Os diagnósticos sobre autismo e TDAH estão se tornando cada vez mais comuns, gerando a curiosidade nas pessoas e um estudo mais aprofundado sobre a neurodivergência. Esse movimento chega até o universo dos animais de estimação, como os cachorros, que são cada vez mais vítimas dessas condições. Isso leva cada vez mais cientistas a investigarem sobre se pode existir cães autistas e como funciona a mente dos pets, como revela a veterinária Érica Zanoni.
“Hoje já sabemos que existe sim uma base genética e neuroquímica que explica diferenças comportamentais em cães. Não podemos falar que é o autismo canino, TDAH ou altas habilidades como nos humanos. Isso seria incorreto. Mas é verdade que alguns animais têm expressões comportamentais moduladas por genes específicos e concentrações diferentes de neurotransmissores. E isso muda completamente a forma como eles percebem o mundo. E aqui vem a parte mais surpreendente: muitos tutores confundem medo, sensibilidade, excitabilidade com o mau comportamento, quando, na verdade, nós estamos diante de um cérebro que funciona de uma maneira diferente”.

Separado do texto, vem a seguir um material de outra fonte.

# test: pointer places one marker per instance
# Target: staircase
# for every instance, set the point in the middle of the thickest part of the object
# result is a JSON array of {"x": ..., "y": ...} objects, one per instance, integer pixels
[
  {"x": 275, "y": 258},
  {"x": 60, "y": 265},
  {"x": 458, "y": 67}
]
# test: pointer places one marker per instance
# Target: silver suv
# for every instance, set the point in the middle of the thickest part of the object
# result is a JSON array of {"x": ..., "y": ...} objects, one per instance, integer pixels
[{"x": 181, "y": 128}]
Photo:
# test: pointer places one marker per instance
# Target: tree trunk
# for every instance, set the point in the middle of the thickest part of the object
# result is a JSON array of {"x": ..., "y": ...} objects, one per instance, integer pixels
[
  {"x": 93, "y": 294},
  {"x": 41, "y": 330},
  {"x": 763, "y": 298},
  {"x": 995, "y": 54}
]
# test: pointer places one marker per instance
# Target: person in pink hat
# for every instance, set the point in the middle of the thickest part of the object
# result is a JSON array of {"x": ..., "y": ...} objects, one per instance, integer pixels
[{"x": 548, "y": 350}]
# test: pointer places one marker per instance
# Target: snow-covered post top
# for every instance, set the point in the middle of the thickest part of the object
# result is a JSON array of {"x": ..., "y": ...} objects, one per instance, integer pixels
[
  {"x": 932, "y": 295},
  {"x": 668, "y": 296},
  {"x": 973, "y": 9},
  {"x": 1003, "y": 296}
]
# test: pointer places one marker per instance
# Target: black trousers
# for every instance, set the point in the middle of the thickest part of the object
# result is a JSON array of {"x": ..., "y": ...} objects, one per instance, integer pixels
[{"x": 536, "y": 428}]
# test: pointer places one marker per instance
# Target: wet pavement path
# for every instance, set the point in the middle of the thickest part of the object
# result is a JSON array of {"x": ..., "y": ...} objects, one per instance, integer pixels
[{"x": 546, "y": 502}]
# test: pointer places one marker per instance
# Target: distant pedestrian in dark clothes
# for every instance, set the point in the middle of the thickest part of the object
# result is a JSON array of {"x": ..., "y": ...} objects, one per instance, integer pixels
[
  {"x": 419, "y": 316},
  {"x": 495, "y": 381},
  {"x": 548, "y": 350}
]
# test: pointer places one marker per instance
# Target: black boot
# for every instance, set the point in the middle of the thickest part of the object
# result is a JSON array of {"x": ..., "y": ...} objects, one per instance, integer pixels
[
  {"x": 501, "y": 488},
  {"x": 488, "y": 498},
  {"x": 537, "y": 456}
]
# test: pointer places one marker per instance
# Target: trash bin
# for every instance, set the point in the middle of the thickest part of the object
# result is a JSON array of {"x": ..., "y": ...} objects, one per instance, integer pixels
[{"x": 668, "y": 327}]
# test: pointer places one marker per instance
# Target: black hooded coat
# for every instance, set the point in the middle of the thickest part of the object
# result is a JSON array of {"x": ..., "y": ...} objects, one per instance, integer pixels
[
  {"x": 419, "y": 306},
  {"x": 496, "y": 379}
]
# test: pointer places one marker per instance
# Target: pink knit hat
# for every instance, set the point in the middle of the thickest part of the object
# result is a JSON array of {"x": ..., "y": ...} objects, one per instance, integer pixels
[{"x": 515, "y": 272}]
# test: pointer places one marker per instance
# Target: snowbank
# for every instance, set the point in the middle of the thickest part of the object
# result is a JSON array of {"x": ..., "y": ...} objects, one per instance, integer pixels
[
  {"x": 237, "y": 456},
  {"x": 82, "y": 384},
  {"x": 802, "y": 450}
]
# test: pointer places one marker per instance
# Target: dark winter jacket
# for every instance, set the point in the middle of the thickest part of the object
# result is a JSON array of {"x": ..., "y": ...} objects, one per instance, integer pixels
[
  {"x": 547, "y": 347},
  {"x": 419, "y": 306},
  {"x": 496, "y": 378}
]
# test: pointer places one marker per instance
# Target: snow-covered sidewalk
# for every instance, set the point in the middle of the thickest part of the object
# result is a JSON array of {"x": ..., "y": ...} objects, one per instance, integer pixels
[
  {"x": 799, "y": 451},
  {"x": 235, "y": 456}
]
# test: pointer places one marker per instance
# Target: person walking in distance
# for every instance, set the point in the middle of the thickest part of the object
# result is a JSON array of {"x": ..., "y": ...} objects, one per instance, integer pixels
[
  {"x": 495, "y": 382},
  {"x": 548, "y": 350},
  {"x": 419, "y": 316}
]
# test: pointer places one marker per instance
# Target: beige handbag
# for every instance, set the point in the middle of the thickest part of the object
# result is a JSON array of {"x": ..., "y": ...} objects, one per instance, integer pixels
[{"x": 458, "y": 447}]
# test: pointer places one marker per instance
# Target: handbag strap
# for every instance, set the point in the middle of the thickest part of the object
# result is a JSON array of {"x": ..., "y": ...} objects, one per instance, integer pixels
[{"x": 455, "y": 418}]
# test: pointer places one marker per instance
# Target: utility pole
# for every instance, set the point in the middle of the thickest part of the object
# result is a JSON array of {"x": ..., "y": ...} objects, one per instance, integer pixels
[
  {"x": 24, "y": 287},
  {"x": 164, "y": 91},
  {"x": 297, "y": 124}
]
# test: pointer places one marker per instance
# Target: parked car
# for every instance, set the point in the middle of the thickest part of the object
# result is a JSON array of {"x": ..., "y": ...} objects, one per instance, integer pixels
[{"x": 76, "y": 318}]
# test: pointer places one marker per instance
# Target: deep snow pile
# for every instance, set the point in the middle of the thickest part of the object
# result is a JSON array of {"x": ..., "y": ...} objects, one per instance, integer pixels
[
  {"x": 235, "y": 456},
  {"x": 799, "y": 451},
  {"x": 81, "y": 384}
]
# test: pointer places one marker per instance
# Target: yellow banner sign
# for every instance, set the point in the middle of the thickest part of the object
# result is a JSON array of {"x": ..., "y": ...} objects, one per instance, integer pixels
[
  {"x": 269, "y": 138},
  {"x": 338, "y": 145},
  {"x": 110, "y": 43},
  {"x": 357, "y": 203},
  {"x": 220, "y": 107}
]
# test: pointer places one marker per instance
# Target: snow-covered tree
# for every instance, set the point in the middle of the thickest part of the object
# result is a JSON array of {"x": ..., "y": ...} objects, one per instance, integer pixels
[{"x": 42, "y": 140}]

Mas diagnosticar animais pode ser mais difícil. Acolhimento e tratamento diferenciado são necessários, como aconselha a veterinária Érica Zanoni.
“E o que precisa ser feito é acolhimento. É o manejo diferente e não punição. Talvez o seu cão não seja teimoso, talvez ele tenha um cérebro hipersensível. Talvez ele não seja desobediente, seja neurodivergência comportamental. E quando a gente entende isso, tudo muda, o treino tem que mudar”.
O comportamento animal só é estudado por uma visão própria do ser humano, que acaba rotulando alguns cães como impulsivos. Para esses cães, no entanto, a sua impulsividade aparente pode ser um comportamento normal para a sua raça. O comportamento impulsivo em cães também está ligado a baixos níveis de neurotransmissores.